Carleton Student Wrongfully Lost $11,000 to Canada Revenue
It’s that dreaded time of year again, tax season, and one Carleton University PhD student has a little more resentment than the rest of us against, you guessed it, Canada Revenue Agency.
In 2010, Heather Gilberds was awarded more than $45,000 in scholarships. The Ottawa resident has been fighting a battle against Canada Revenue ever since. Being a full-time student, she was not required to pay tax on her scholarship money, but a mistake of not filing the right form got the CRA hot on her trail.
Gilberds returned to H&R Block, where she initially filed her taxes, four or five times in the following years to file the correct form and to have her case reassessed. The CRA insisted that she owed them $11,000 in taxes for the scholarships she got, claiming that she hadn’t sent in the proper form or that they hadn’t received it.

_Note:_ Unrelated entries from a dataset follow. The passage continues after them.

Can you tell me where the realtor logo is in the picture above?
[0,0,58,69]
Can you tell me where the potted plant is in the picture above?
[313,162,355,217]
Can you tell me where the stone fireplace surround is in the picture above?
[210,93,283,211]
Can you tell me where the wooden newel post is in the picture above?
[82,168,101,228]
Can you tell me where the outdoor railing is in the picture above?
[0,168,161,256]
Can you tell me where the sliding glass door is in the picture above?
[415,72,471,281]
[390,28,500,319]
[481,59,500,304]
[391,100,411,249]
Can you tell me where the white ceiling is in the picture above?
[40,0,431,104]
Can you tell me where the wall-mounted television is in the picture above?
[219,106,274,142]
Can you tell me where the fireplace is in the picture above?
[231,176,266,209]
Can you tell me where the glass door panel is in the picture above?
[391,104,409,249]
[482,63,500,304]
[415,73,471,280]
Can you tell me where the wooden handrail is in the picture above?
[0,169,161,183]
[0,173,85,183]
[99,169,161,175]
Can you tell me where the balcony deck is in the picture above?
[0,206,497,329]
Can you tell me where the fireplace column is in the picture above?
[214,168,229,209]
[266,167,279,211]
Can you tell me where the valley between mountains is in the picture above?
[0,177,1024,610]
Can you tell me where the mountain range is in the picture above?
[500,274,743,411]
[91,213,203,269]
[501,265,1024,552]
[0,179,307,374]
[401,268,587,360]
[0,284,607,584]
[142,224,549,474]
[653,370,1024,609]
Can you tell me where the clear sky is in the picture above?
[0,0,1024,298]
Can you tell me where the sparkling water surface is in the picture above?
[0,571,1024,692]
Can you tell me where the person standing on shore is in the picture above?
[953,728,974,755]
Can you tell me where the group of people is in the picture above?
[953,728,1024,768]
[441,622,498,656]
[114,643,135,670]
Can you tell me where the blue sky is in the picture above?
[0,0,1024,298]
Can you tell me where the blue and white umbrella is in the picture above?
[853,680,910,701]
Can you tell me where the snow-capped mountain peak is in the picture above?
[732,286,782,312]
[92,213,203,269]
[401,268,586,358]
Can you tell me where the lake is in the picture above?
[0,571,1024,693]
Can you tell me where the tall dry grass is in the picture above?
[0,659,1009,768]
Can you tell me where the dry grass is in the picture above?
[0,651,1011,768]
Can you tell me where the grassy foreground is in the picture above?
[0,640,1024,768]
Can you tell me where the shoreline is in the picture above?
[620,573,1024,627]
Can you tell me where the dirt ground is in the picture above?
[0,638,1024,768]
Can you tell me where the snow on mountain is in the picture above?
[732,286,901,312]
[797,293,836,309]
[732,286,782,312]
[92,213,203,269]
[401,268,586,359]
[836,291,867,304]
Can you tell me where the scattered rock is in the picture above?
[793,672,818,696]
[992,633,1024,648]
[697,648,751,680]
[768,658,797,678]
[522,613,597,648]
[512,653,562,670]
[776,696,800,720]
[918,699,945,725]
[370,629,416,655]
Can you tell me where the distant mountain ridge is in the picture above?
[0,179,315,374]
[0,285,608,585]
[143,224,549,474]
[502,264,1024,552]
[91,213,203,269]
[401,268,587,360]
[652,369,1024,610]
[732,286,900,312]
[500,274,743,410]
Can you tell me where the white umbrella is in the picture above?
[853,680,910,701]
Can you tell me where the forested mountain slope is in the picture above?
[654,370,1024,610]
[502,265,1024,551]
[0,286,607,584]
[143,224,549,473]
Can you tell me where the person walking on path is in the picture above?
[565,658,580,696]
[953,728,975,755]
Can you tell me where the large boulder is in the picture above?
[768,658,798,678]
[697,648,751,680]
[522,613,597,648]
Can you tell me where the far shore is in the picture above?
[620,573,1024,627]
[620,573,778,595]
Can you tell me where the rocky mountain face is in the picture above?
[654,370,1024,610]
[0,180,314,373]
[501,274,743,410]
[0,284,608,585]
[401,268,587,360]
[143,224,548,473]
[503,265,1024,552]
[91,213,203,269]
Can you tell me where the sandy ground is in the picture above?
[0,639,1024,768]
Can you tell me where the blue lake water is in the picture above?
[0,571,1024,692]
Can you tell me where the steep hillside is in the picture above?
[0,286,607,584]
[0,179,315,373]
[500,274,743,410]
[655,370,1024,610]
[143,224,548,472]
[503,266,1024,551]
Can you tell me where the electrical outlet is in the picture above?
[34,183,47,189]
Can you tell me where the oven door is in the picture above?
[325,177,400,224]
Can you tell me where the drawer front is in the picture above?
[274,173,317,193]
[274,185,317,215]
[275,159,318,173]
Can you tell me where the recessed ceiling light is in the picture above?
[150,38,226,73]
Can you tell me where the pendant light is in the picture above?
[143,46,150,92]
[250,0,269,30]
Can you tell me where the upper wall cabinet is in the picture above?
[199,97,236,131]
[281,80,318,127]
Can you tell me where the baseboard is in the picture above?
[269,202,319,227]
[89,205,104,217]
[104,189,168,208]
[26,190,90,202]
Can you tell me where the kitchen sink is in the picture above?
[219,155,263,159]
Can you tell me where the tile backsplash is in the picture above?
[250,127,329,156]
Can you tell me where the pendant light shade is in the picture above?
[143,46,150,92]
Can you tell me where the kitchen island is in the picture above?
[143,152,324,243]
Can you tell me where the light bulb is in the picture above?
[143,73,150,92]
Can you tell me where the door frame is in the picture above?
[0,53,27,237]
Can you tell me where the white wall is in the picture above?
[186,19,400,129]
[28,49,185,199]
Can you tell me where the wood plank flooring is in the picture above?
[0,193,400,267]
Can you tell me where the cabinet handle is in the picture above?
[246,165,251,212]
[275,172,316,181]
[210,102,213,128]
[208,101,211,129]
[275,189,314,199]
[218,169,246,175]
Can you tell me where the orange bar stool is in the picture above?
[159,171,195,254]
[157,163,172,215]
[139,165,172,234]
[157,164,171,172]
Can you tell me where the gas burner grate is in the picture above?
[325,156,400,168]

Fast forward to 2013, and Gilberds got another notice which she took to the senior manager at the H&R Block branch she was dealing with. This time, she thought the case was resolved and her troubles were over. Two weeks later, $11,000 went missing from her bank account.
In a case described as ‘outrageous’ by the H&R Block manager, Gilberds was informed by her bank that Canada Revenue Agency withdrew the money from her savings account by way of a legal demand payment.
The next step, Gilberds says, will be to speak to a tax lawyer to see what remedial action she can take. Documentation proves that she filed the correct form several times since the beginning of her case and the CRA is now reassessing her file for the sixth time!
When questioned, the CRA said…you guessed it again…‘they cannot comment on specific cases.’